Interested in Michael Jackson now that he is dead?   So are cyber criminals who are exploiting public interest in his death with spam messages that infect computers with a virus able to steal bank account numbers and passwords, according to Gary Warner, University of Alabama at Birmingham (UAB) director of research in computer forensics. Warner and the other researchers at the UAB Spam Data Mine began tracking the celebrity-focused spam early on Tuesday, June 30.

“We’ve been tracking the cyber criminals behind this spam and the associated virus for many weeks, but it is just today that they have shifted their strategy by embedding their virus into an e-mail that claims to link you to a Web site that will reveal Michael Jackson’s killer,” Warner said. 

“The spam related to this virus has taken many forms, including e-cards, shipment tracking links and, most recently, a fake update to Microsoft Outlook, but with the high interest in Michael Jackson’s death the cyber criminals decided to change their delivery method to capitalize on that,” he said.

Michael Jackson spam virus screenshot
Michael Jackson spam virus screenshot.  Credit: UAB.

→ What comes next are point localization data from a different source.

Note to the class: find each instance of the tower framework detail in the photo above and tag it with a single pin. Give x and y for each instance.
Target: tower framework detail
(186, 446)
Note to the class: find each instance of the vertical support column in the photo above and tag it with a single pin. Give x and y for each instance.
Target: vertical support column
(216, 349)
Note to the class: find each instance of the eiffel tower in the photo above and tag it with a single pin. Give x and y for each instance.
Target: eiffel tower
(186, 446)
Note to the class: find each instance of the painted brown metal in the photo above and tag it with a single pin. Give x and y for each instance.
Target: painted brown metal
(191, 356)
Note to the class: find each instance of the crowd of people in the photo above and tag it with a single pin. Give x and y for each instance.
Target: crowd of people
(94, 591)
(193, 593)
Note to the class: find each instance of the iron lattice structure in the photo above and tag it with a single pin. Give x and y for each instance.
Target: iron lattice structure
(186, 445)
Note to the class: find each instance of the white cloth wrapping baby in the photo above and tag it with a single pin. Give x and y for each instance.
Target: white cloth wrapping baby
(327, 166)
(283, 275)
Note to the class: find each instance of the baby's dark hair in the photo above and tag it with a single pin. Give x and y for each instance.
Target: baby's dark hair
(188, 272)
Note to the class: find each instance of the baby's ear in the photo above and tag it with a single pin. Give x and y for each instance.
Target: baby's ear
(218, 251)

The message in the Jackson virus spam reads “Michael Jackson was killed … but who killed Michael Jackson.” Warner said anyone who clicks on the message won’t find an answer to the question.

“If you click on that e-mail and go to the page the cyber criminals have linked to the message, your computer is immediately infected with malware,” Warner said.

Warner said once it is on a computer’s hard drive, the malware will steal bank account information and passwords. The virus also will redirect certain Google searches performed on an infected computer, meaning the malware inserts links to other virus-infected pages into the top positions of search results. This means that search results that unsuspecting users would otherwise think valid are actually portals to other virus programs and malware, Warner said.